‘Been round your customers here lately?’

‘No. I only arrived this evening, and have done nothing yet. I mean to go round them to-morrow.’

‘You may just as well go home by the early train for all the good you’ll do.’

Hyacinth restrained himself with an effort. He reflected that he was more likely to get at the meaning of these mysterious warnings if he refrained from direct questioning. After a minute of two of silence Mr. Hollywell went on:

‘They had a meeting here a little while ago about the appointment of a Protestant station-master. They didn’t take much by it so far as the railway company is concerned, but I happen to know that word has gone round that every shopkeeper in the town is to order his goods as far as possible from Catholics. Now, everybody knows your boss is a Protestant, but the people are a little uncertain about you. They’ve never seen you at Mass, which is suspicious, but, on the other hand, the way you gas on about Irish manufactures makes them think you can’t be a Protestant. The proper thing for you to do is to lie low till you’ve put in an appearance at Mass, and then go round and try for orders.’

‘That’s the kind of thing,’ said Hyacinth, ‘that I couldn’t do if I had no religion at all; but it happens that I have convictions of a sort, and I don’t mean to go against them.’

‘Oh, well, as I said before, it’s your own affair; only better Protestants than you have done as much. Why, I do it myself constantly, and everyone knows that a Baptist is the strongest kind of Protestant there is.’

This reasoning, curiously enough, proved unconvincing.

‘I can’t believe,’ said Hyacinth, ‘that a religious boycott of the kind is possible.

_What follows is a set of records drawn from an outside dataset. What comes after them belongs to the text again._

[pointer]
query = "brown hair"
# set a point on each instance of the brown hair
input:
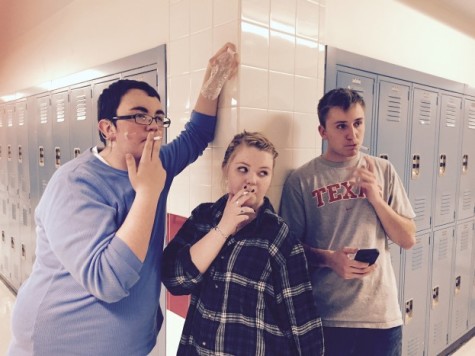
(251, 139)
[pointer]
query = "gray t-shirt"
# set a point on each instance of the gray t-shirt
(326, 212)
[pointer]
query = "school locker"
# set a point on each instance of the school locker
(364, 84)
(81, 120)
(466, 196)
(60, 128)
(440, 290)
(393, 109)
(461, 280)
(416, 274)
(421, 158)
(44, 151)
(447, 166)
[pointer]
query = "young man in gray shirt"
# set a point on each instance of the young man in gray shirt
(337, 203)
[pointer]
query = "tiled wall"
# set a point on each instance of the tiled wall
(280, 79)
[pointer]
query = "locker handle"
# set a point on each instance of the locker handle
(435, 296)
(458, 284)
(57, 157)
(409, 311)
(464, 164)
(442, 164)
(41, 158)
(416, 166)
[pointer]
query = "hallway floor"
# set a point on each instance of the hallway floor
(7, 299)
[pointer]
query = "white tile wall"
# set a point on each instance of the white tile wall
(276, 91)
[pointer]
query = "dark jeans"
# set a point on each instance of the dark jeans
(362, 342)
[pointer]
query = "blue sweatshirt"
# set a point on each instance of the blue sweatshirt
(88, 294)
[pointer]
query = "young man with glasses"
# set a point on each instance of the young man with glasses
(337, 203)
(95, 284)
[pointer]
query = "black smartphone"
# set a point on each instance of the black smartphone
(369, 255)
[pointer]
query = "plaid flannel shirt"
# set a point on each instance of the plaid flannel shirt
(255, 298)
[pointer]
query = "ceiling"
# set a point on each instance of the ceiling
(20, 16)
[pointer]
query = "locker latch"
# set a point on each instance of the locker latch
(41, 159)
(409, 311)
(458, 284)
(435, 296)
(57, 157)
(464, 164)
(442, 164)
(416, 164)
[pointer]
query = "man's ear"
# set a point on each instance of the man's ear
(322, 132)
(107, 129)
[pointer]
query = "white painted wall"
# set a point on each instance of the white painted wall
(391, 31)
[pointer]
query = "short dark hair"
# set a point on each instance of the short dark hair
(250, 139)
(341, 98)
(110, 98)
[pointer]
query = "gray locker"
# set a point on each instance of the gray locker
(22, 149)
(447, 166)
(97, 89)
(395, 254)
(393, 109)
(60, 115)
(11, 135)
(364, 84)
(416, 274)
(45, 148)
(421, 159)
(440, 291)
(81, 119)
(472, 293)
(3, 150)
(466, 196)
(461, 280)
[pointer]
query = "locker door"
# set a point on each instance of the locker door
(45, 148)
(466, 196)
(12, 166)
(447, 163)
(364, 85)
(3, 150)
(393, 106)
(439, 293)
(461, 279)
(60, 111)
(415, 296)
(395, 254)
(421, 172)
(81, 120)
(22, 150)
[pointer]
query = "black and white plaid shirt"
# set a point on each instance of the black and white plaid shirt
(255, 298)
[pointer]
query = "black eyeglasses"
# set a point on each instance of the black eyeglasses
(145, 119)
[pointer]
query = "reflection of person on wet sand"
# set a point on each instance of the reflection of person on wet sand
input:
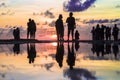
(60, 53)
(16, 48)
(71, 57)
(59, 28)
(31, 52)
(115, 50)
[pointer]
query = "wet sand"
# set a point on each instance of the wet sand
(23, 41)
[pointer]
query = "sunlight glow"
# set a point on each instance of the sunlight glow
(54, 36)
(54, 44)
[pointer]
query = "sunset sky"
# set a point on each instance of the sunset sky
(17, 12)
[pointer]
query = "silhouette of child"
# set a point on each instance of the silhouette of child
(77, 35)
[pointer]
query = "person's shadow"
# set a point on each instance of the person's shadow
(31, 50)
(71, 56)
(16, 49)
(59, 53)
(115, 49)
(77, 46)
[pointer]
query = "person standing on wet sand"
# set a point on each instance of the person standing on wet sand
(31, 30)
(71, 25)
(115, 32)
(59, 28)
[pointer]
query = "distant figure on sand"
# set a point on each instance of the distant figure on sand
(71, 25)
(31, 50)
(71, 57)
(16, 33)
(31, 29)
(77, 35)
(93, 33)
(115, 32)
(59, 28)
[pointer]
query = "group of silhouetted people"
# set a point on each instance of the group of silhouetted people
(16, 33)
(71, 26)
(104, 32)
(31, 30)
(71, 56)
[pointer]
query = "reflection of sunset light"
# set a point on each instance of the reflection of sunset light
(54, 36)
(54, 44)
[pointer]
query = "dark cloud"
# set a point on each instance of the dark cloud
(7, 13)
(117, 6)
(101, 21)
(47, 13)
(77, 5)
(52, 24)
(3, 4)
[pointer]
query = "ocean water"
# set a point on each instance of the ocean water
(59, 61)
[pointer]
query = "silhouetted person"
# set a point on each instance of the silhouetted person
(71, 25)
(93, 33)
(59, 28)
(115, 32)
(115, 49)
(77, 46)
(16, 33)
(108, 48)
(77, 35)
(102, 32)
(108, 33)
(16, 48)
(71, 57)
(31, 50)
(98, 31)
(31, 30)
(93, 49)
(60, 54)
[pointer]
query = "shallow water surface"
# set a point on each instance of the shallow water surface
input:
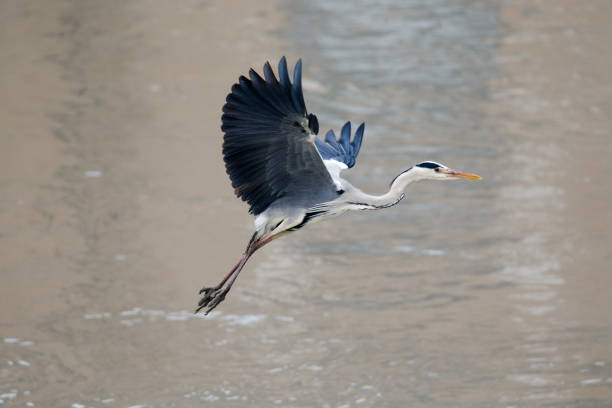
(115, 208)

People won’t be such fools as to act clean against their own interests. Considering that nine-tenths of the drapery goods in the country come from England and are sold by Protestant travellers, I don’t see how the shopkeepers could act as you say.’

‘Oh, of course they won’t act against their own interests. I’ve never come across a religion yet that made men do that. They won’t attempt to boycott the English firms, because, as you say, they couldn’t; but they can boycott you. Everything your boss makes is turned out just as well and just as cheap, or cheaper, by the nuns at Robeen. Perhaps you didn’t know that these holy ladies have hired a traveller. Well, they have, and he’s a middling smart man, too—quite smart enough to play the trumps that are put into his hand; and he’s got a fine flush of them now. What with the way that wretched rag of a paper, which started all the fuss, goes on rampaging, and the amount of feeling that’s got up over the station-master, the peaceablest people in the place would be afraid to deal with a Protestant at the present moment. The Robeen man has the game in his own hands, and I’m bound to say he’d be a fool if he didn’t play it for all it’s worth. I’d do it myself if I was in his shoes.’